We decided to find out.
To test out China’s express shipping experience, the Cargo Facts team assembled three identical packages weighing in at under 250 grams each and including typical tourist souvenirs – a keychain, chopsticks, and a magnet. We were advised by Shanghai locals, including one express company employee, that the best way to ship internationally from China is still via UPS or DHL Express, thanks to the global networks of those integrators. Undoubtedly, FedEx, UPS, or DHL Express were all capable of handling the shipment. However, to illuminate how China’s express companies would rise to this challenge, we selected China Post, Shentong Express (STO Express), and SF Express as the participants in our express race from Shanghai to the Cargo Facts office in Seattle.
But first, a bit of background on the industry…

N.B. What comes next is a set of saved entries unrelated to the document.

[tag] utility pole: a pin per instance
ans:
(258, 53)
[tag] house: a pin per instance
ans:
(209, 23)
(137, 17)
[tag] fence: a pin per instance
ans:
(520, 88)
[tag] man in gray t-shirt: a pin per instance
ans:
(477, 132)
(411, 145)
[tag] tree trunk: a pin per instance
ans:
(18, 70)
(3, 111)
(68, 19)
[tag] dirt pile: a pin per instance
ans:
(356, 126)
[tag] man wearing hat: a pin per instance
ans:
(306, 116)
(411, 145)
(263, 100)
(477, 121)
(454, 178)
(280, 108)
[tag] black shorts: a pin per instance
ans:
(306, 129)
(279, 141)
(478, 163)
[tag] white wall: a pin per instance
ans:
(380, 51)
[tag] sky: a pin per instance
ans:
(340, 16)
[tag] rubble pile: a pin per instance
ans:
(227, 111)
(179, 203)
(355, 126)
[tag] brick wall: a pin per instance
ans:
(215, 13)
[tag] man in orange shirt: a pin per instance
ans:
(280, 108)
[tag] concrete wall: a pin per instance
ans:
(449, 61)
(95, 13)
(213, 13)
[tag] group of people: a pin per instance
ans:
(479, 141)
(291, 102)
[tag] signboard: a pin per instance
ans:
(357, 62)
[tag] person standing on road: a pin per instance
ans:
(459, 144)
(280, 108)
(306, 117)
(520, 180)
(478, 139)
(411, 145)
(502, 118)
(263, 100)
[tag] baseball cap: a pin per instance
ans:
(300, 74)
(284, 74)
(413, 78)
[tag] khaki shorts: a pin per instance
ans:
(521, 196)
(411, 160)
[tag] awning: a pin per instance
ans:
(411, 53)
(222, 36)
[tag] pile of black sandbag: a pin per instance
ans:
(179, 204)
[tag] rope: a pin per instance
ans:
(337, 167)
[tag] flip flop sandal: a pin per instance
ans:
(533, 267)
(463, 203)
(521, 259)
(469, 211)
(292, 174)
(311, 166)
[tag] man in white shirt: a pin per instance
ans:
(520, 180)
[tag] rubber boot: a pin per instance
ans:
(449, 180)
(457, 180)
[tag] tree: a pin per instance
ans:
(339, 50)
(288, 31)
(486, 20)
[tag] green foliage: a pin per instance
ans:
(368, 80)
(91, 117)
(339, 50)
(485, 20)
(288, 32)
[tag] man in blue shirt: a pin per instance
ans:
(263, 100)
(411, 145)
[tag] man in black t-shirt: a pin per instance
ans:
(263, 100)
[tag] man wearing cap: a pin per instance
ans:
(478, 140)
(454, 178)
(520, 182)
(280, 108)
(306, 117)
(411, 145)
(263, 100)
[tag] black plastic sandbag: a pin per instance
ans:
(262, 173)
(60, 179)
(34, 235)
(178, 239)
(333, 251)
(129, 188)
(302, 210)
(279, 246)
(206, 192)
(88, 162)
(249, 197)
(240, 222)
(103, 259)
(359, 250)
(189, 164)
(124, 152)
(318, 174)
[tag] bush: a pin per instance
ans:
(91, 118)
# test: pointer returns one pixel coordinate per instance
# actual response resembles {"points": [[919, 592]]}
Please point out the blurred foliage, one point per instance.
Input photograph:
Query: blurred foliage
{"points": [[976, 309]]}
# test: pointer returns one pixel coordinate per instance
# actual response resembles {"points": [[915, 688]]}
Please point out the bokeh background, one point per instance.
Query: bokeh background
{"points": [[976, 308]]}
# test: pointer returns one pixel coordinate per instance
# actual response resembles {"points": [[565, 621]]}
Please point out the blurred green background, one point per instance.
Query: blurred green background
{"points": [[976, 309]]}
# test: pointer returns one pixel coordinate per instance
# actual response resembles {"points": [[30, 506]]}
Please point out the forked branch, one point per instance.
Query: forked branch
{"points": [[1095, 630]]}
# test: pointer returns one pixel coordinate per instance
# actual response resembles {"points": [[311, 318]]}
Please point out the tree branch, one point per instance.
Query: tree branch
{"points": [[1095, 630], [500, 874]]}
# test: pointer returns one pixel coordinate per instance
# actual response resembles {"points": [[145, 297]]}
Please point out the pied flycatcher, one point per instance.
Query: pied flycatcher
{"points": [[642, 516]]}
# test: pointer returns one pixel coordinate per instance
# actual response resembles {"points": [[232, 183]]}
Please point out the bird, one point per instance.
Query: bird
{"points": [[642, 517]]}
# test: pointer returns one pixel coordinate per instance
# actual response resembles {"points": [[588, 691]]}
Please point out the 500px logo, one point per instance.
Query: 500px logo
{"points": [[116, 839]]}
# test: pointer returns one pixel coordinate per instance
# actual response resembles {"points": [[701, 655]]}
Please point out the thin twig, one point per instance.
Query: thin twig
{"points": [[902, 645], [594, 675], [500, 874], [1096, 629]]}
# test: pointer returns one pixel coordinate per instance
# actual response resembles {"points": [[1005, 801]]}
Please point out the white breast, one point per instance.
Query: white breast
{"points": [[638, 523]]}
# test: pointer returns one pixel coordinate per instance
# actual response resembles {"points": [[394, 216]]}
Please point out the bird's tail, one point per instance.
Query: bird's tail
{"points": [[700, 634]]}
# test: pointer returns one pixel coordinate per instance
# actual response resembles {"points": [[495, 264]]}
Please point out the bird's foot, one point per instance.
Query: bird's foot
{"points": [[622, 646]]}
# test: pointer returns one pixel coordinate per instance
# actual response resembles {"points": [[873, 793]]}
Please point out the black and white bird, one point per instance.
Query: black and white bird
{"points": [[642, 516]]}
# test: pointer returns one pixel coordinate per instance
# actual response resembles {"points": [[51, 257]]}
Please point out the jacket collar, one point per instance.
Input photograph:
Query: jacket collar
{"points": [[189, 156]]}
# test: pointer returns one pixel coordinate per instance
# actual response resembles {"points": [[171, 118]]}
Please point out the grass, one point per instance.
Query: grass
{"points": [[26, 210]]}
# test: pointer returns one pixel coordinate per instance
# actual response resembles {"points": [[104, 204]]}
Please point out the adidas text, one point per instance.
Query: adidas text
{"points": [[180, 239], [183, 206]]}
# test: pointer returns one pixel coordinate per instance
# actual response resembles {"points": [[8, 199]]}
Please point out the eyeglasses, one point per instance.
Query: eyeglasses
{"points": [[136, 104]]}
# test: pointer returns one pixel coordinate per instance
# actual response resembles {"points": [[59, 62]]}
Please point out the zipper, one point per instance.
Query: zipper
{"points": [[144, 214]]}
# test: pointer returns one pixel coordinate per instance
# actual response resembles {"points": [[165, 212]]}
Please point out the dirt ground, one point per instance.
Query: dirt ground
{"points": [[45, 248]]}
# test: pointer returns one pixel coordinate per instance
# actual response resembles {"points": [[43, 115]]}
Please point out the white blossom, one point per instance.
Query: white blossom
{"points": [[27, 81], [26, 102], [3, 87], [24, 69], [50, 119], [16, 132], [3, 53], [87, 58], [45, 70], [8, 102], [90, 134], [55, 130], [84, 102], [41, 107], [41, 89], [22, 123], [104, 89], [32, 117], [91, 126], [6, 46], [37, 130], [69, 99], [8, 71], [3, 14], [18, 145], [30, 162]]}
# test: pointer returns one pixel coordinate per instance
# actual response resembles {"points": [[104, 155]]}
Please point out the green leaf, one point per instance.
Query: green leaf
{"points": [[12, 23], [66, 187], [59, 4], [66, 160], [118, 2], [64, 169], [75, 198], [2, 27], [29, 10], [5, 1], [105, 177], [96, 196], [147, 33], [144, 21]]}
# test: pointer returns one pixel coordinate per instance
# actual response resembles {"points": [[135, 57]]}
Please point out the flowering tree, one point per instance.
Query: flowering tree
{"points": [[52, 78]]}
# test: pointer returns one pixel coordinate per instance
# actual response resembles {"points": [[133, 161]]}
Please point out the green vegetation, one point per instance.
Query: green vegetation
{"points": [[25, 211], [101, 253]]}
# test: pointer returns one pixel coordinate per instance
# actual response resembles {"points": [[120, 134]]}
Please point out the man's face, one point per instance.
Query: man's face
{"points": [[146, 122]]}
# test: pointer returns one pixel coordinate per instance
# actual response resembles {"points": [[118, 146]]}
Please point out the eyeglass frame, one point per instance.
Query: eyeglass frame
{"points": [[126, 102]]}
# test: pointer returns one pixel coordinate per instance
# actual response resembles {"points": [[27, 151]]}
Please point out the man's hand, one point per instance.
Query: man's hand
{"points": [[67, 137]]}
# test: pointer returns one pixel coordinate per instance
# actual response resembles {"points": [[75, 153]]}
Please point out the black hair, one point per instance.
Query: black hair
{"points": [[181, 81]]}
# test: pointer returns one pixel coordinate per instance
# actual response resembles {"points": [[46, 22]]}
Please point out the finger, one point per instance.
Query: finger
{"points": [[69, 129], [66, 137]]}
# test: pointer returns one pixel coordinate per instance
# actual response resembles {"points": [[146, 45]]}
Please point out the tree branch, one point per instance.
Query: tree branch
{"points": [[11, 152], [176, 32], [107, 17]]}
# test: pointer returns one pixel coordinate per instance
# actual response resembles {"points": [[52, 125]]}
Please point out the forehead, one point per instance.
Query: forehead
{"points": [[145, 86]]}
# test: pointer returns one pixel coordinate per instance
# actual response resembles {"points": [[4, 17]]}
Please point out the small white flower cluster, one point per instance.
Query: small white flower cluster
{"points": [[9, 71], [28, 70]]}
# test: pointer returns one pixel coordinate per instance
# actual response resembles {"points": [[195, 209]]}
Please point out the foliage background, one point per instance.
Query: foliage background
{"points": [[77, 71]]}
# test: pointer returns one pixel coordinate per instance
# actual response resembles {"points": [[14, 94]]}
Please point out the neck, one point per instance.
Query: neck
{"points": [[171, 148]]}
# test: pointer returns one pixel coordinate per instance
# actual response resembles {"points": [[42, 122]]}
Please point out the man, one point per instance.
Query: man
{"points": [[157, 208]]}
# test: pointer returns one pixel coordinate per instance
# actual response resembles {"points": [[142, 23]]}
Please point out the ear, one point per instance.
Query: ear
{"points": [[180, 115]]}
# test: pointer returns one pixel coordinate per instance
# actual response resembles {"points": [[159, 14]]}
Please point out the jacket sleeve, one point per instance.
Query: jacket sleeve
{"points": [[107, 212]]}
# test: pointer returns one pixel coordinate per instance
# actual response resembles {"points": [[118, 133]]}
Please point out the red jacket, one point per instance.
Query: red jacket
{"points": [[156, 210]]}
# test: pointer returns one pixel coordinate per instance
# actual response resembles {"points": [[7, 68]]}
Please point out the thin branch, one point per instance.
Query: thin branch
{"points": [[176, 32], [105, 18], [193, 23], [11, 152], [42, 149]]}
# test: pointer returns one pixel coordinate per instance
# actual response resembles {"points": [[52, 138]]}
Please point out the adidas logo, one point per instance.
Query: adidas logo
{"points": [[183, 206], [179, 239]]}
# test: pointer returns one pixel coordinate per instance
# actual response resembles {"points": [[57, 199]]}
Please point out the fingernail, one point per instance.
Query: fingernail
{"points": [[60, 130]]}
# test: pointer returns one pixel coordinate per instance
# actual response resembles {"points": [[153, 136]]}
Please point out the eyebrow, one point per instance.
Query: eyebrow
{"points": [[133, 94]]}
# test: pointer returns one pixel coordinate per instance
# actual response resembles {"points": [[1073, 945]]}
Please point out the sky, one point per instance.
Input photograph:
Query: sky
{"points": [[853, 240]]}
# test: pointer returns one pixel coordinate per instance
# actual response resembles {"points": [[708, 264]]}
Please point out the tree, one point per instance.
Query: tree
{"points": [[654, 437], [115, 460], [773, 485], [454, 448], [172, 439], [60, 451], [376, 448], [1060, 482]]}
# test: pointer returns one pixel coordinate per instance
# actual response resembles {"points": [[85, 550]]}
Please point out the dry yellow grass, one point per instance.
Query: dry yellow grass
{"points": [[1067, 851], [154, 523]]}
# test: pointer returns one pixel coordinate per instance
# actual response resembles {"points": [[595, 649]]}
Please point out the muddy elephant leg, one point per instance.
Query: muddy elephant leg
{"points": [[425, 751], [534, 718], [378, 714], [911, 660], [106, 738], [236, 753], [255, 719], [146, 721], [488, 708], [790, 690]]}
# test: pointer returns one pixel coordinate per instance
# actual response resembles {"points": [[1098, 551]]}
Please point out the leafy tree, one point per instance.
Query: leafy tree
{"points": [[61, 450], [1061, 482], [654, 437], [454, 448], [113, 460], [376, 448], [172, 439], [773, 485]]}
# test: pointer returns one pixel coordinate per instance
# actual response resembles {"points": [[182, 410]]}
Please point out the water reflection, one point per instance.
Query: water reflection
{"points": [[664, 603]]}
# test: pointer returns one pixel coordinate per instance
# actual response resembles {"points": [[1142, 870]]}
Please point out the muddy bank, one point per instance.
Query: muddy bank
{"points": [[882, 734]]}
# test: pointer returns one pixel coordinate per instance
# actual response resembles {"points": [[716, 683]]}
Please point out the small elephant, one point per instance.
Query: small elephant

Last year, China’s total express delivery volume exceeded forty billion pieces for the first time, an increase of 28% y-o-y compared with 2016 volumes, to a staggering twenty-nine express parcels per capita. Although robust growth is expected to persist, the growth figure represents slight moderation after compound annual growth for the industry averaged 42% for the past decade.
Tempered demand growth, however, won’t necessarily slow the expansion of domestic freighter fleets operated by, or on behalf of China’s express companies. During a panel discussion about Asian Express Networks at Cargo Facts Asia 2018, David Su, Chairman, YTO Cargo Airlines Co., wowed the audience with statistics that YTO Express handled five billion parcels last year, despite operating just seven freighters. With ten firm orders and ten options for 737-800BCFs with Boeing, and a separate order for an undisclosed number of 757-200PCFs from Precision Aircraft Solutions, more narrowbody freighters are on the way.

Although in the near-term China’s domestic freighter networks are expected to continue expanding, pressure from China’s advanced high-speed rail network, improved trucking options, and drones may reduce the scale of the domestic air express network required to meet domestic demand. Su estimated that within six to ten years, competition from rail will become a formidable competitor to air freight for domestic shipments. “It is better to focus on cross-border business. Air will be competitive in the long-term for long-haul transportation,” he said.
Luckily for express couriers with international ambitions, growing international express volumes into and out of China (including Hong Kong, Macau and Taiwan) continue to outpace domestic growth with an increase of 33.8% y-o-y in 2017 to 830 million pieces, according to the State Post Bureau’s “China Express Development Index Report for March 2018.”